We know the sum of independent observations is a sufficient statistic for intensity parameter of the Poisson distribution.
My question: does there exist a sufficient statistic for a finite Poisson mixture?

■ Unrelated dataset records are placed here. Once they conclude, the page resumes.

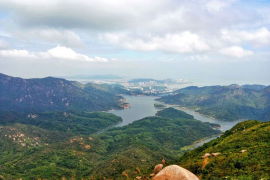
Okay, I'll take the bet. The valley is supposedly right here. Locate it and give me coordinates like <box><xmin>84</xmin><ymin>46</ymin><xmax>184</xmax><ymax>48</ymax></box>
<box><xmin>0</xmin><ymin>75</ymin><xmax>269</xmax><ymax>180</ymax></box>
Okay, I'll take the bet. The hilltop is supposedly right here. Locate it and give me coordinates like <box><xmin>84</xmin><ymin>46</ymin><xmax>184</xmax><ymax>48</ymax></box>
<box><xmin>0</xmin><ymin>74</ymin><xmax>124</xmax><ymax>112</ymax></box>
<box><xmin>178</xmin><ymin>120</ymin><xmax>270</xmax><ymax>179</ymax></box>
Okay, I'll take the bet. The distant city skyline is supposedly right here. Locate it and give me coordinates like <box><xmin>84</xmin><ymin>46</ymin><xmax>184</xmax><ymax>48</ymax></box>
<box><xmin>0</xmin><ymin>0</ymin><xmax>270</xmax><ymax>85</ymax></box>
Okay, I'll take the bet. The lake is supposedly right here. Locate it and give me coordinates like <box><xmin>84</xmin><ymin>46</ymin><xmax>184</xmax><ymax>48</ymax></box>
<box><xmin>108</xmin><ymin>96</ymin><xmax>244</xmax><ymax>131</ymax></box>
<box><xmin>108</xmin><ymin>96</ymin><xmax>158</xmax><ymax>127</ymax></box>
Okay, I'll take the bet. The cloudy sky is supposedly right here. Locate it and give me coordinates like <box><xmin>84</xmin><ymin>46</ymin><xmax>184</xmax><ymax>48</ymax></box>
<box><xmin>0</xmin><ymin>0</ymin><xmax>270</xmax><ymax>85</ymax></box>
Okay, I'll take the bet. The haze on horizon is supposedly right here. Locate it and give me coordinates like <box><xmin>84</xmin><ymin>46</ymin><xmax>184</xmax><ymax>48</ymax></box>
<box><xmin>0</xmin><ymin>0</ymin><xmax>270</xmax><ymax>85</ymax></box>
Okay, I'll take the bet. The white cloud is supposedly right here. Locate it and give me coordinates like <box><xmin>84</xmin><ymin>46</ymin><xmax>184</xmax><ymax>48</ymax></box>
<box><xmin>0</xmin><ymin>46</ymin><xmax>108</xmax><ymax>62</ymax></box>
<box><xmin>0</xmin><ymin>49</ymin><xmax>36</xmax><ymax>58</ymax></box>
<box><xmin>221</xmin><ymin>27</ymin><xmax>270</xmax><ymax>46</ymax></box>
<box><xmin>13</xmin><ymin>28</ymin><xmax>84</xmax><ymax>47</ymax></box>
<box><xmin>219</xmin><ymin>46</ymin><xmax>254</xmax><ymax>58</ymax></box>
<box><xmin>102</xmin><ymin>31</ymin><xmax>210</xmax><ymax>53</ymax></box>
<box><xmin>206</xmin><ymin>0</ymin><xmax>235</xmax><ymax>12</ymax></box>
<box><xmin>0</xmin><ymin>39</ymin><xmax>9</xmax><ymax>49</ymax></box>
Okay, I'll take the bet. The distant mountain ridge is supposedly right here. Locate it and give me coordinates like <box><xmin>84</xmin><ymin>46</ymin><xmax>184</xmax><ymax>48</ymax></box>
<box><xmin>0</xmin><ymin>74</ymin><xmax>121</xmax><ymax>112</ymax></box>
<box><xmin>159</xmin><ymin>84</ymin><xmax>270</xmax><ymax>121</ymax></box>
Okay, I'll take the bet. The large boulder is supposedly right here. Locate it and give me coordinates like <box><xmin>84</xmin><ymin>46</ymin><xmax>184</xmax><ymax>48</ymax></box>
<box><xmin>153</xmin><ymin>165</ymin><xmax>199</xmax><ymax>180</ymax></box>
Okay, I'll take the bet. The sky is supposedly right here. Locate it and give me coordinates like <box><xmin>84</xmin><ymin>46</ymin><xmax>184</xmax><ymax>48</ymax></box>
<box><xmin>0</xmin><ymin>0</ymin><xmax>270</xmax><ymax>85</ymax></box>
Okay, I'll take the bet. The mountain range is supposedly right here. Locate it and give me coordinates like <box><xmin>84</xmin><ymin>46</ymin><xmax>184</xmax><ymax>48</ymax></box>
<box><xmin>159</xmin><ymin>85</ymin><xmax>270</xmax><ymax>121</ymax></box>
<box><xmin>0</xmin><ymin>74</ymin><xmax>122</xmax><ymax>112</ymax></box>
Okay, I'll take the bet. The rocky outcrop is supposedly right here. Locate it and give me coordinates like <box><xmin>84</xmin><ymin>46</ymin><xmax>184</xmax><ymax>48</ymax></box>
<box><xmin>153</xmin><ymin>165</ymin><xmax>199</xmax><ymax>180</ymax></box>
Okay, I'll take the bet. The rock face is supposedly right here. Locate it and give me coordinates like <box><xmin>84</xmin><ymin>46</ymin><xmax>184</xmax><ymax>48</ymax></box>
<box><xmin>153</xmin><ymin>165</ymin><xmax>199</xmax><ymax>180</ymax></box>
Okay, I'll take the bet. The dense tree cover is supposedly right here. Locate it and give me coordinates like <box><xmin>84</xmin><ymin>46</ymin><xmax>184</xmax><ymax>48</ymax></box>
<box><xmin>178</xmin><ymin>120</ymin><xmax>270</xmax><ymax>180</ymax></box>
<box><xmin>0</xmin><ymin>108</ymin><xmax>220</xmax><ymax>179</ymax></box>
<box><xmin>0</xmin><ymin>74</ymin><xmax>124</xmax><ymax>112</ymax></box>
<box><xmin>159</xmin><ymin>85</ymin><xmax>270</xmax><ymax>121</ymax></box>
<box><xmin>0</xmin><ymin>111</ymin><xmax>122</xmax><ymax>135</ymax></box>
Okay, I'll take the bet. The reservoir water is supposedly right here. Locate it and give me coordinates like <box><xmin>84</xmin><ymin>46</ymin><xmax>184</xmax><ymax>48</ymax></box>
<box><xmin>108</xmin><ymin>96</ymin><xmax>243</xmax><ymax>131</ymax></box>
<box><xmin>109</xmin><ymin>96</ymin><xmax>158</xmax><ymax>127</ymax></box>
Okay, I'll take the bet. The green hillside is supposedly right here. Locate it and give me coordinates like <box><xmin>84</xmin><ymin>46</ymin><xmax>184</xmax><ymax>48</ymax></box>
<box><xmin>0</xmin><ymin>107</ymin><xmax>220</xmax><ymax>179</ymax></box>
<box><xmin>0</xmin><ymin>73</ymin><xmax>121</xmax><ymax>112</ymax></box>
<box><xmin>179</xmin><ymin>120</ymin><xmax>270</xmax><ymax>180</ymax></box>
<box><xmin>0</xmin><ymin>112</ymin><xmax>122</xmax><ymax>135</ymax></box>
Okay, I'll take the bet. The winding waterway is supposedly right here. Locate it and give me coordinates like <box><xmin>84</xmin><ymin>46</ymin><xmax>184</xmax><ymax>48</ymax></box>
<box><xmin>109</xmin><ymin>96</ymin><xmax>243</xmax><ymax>131</ymax></box>
<box><xmin>109</xmin><ymin>96</ymin><xmax>158</xmax><ymax>127</ymax></box>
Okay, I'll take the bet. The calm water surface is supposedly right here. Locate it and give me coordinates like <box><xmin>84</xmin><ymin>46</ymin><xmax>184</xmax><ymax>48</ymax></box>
<box><xmin>108</xmin><ymin>96</ymin><xmax>158</xmax><ymax>127</ymax></box>
<box><xmin>108</xmin><ymin>96</ymin><xmax>244</xmax><ymax>131</ymax></box>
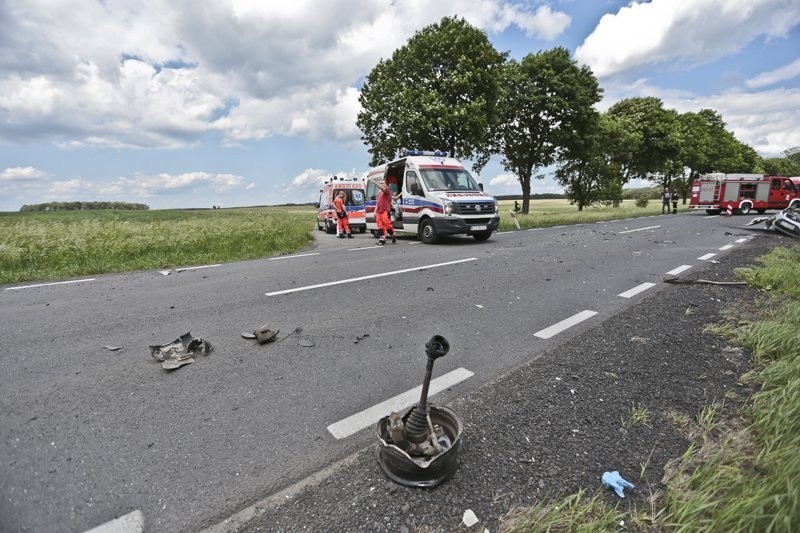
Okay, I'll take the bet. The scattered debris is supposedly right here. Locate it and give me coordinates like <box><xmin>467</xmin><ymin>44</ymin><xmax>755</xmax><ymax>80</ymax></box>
<box><xmin>461</xmin><ymin>509</ymin><xmax>479</xmax><ymax>527</ymax></box>
<box><xmin>150</xmin><ymin>333</ymin><xmax>213</xmax><ymax>370</ymax></box>
<box><xmin>600</xmin><ymin>470</ymin><xmax>635</xmax><ymax>498</ymax></box>
<box><xmin>664</xmin><ymin>276</ymin><xmax>747</xmax><ymax>285</ymax></box>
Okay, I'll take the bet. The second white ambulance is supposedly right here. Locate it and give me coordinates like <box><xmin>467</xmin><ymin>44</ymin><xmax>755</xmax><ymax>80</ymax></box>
<box><xmin>365</xmin><ymin>150</ymin><xmax>500</xmax><ymax>244</ymax></box>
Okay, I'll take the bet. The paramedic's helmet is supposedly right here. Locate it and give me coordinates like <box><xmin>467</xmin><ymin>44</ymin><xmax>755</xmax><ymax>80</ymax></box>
<box><xmin>386</xmin><ymin>174</ymin><xmax>399</xmax><ymax>194</ymax></box>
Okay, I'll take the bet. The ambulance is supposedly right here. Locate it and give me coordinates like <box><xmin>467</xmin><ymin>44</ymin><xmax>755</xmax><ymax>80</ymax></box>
<box><xmin>314</xmin><ymin>176</ymin><xmax>367</xmax><ymax>233</ymax></box>
<box><xmin>366</xmin><ymin>150</ymin><xmax>500</xmax><ymax>244</ymax></box>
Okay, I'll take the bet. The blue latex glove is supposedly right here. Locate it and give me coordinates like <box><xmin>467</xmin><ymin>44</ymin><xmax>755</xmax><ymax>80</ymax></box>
<box><xmin>600</xmin><ymin>470</ymin><xmax>634</xmax><ymax>498</ymax></box>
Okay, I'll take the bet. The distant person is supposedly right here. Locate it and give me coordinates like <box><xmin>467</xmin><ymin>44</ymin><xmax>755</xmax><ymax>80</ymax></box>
<box><xmin>375</xmin><ymin>180</ymin><xmax>400</xmax><ymax>246</ymax></box>
<box><xmin>661</xmin><ymin>187</ymin><xmax>670</xmax><ymax>215</ymax></box>
<box><xmin>333</xmin><ymin>191</ymin><xmax>353</xmax><ymax>239</ymax></box>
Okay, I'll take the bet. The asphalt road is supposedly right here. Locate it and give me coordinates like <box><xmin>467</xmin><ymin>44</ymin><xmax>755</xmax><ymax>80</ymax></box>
<box><xmin>0</xmin><ymin>213</ymin><xmax>755</xmax><ymax>532</ymax></box>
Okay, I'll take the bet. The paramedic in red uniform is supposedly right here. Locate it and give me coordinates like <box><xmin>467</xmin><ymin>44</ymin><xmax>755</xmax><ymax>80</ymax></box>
<box><xmin>333</xmin><ymin>187</ymin><xmax>353</xmax><ymax>239</ymax></box>
<box><xmin>375</xmin><ymin>180</ymin><xmax>400</xmax><ymax>245</ymax></box>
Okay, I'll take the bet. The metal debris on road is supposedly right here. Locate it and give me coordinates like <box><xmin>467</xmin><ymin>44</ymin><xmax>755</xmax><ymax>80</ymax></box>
<box><xmin>150</xmin><ymin>332</ymin><xmax>213</xmax><ymax>370</ymax></box>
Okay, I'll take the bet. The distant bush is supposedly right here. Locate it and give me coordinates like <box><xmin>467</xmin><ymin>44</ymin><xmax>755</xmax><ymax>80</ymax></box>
<box><xmin>19</xmin><ymin>202</ymin><xmax>150</xmax><ymax>212</ymax></box>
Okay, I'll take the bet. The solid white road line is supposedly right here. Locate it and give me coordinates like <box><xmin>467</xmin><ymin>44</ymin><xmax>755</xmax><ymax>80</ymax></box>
<box><xmin>266</xmin><ymin>257</ymin><xmax>478</xmax><ymax>296</ymax></box>
<box><xmin>533</xmin><ymin>310</ymin><xmax>597</xmax><ymax>339</ymax></box>
<box><xmin>618</xmin><ymin>281</ymin><xmax>656</xmax><ymax>298</ymax></box>
<box><xmin>3</xmin><ymin>278</ymin><xmax>97</xmax><ymax>291</ymax></box>
<box><xmin>175</xmin><ymin>264</ymin><xmax>222</xmax><ymax>272</ymax></box>
<box><xmin>667</xmin><ymin>265</ymin><xmax>692</xmax><ymax>276</ymax></box>
<box><xmin>618</xmin><ymin>225</ymin><xmax>661</xmax><ymax>234</ymax></box>
<box><xmin>328</xmin><ymin>368</ymin><xmax>475</xmax><ymax>439</ymax></box>
<box><xmin>84</xmin><ymin>509</ymin><xmax>144</xmax><ymax>533</ymax></box>
<box><xmin>269</xmin><ymin>252</ymin><xmax>319</xmax><ymax>261</ymax></box>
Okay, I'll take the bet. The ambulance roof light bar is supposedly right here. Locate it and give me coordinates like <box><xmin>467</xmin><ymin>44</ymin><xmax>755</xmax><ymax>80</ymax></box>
<box><xmin>405</xmin><ymin>150</ymin><xmax>450</xmax><ymax>157</ymax></box>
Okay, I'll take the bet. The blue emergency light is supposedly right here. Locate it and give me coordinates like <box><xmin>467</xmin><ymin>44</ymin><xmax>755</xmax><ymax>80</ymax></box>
<box><xmin>405</xmin><ymin>150</ymin><xmax>450</xmax><ymax>157</ymax></box>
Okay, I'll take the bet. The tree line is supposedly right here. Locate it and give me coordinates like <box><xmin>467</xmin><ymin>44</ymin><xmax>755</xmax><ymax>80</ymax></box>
<box><xmin>356</xmin><ymin>17</ymin><xmax>800</xmax><ymax>213</ymax></box>
<box><xmin>19</xmin><ymin>202</ymin><xmax>150</xmax><ymax>211</ymax></box>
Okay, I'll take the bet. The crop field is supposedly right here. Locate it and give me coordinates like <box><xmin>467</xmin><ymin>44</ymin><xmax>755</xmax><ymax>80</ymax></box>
<box><xmin>0</xmin><ymin>200</ymin><xmax>676</xmax><ymax>283</ymax></box>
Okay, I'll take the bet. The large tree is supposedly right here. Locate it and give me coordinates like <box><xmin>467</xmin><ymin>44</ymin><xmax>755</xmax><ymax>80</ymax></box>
<box><xmin>356</xmin><ymin>17</ymin><xmax>505</xmax><ymax>170</ymax></box>
<box><xmin>496</xmin><ymin>48</ymin><xmax>602</xmax><ymax>213</ymax></box>
<box><xmin>607</xmin><ymin>96</ymin><xmax>683</xmax><ymax>186</ymax></box>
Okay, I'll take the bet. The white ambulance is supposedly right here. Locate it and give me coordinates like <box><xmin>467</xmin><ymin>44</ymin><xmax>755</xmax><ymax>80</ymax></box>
<box><xmin>365</xmin><ymin>150</ymin><xmax>500</xmax><ymax>244</ymax></box>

For instance for the following Poisson mixture model with parameter $\lambda$ $(\Lambda=c \cdot \lambda$ and $c \ge 1$),
$$f(x)=p\frac{e^{-\lambda } \lambda ^x}{x!}+(1-p)\frac{e^{-\Lambda } \Lambda ^x}{x!}$$
taking two independent samples $x$ and $y$ we have, $$f(x,y)=\frac{e^{-2 (\lambda +\Lambda)} \left(e^\lambda (p-1) \Lambda ^x-e^\Lambda p \lambda ^x\right) \left(e^\lambda (p-1) \Lambda ^y-e^\Lambda p \lambda ^y\right)}{x! y!}$$
Taking Log we have, $$\log \left(\frac{e^{-2 (c+1) \lambda } \left(p e^{c \lambda } \lambda ^x-e^{\lambda} (p-1) (c \lambda)^x\right) \left(p e^{c \lambda} \lambda^y-e^{\lambda} (p-1) (c \lambda)^y\right)}{x! y!}\right) \\ = -\log (x! y!)+\log \left(e^{-2 (c \lambda +\lambda)}\right)+\log \left((e^{\lambda} (p-1) (c \lambda)^x - p e^{c \lambda} \lambda ^x\right)\left(e^\lambda (p-1) (c \lambda)^y -p e^{c \lambda} \lambda^y)\right) \\ =\boxed{-\log (x! y!)+\log \left(e^{-2 (c \lambda +\lambda)}\right)+\log \left( e^{2c\lambda} p^2\lambda^{(x+y)} + e^{-2c\lambda+\lambda}(1-p)p c^y \lambda^{(x+y)}+{}\\ e^{\lambda-c\lambda}(1-p)c^xp\lambda^{(x+y)}+e^{2\lambda}(1-p)^{2}c^{(x+y)}\lambda^{(x+y)} \right)}$$
In above equation it looks like parameter $\lambda$ is interacting with the data only through $(x+y)$, that means sum of data is sufficient statistic for finite Poisson mixture too. Is this correct?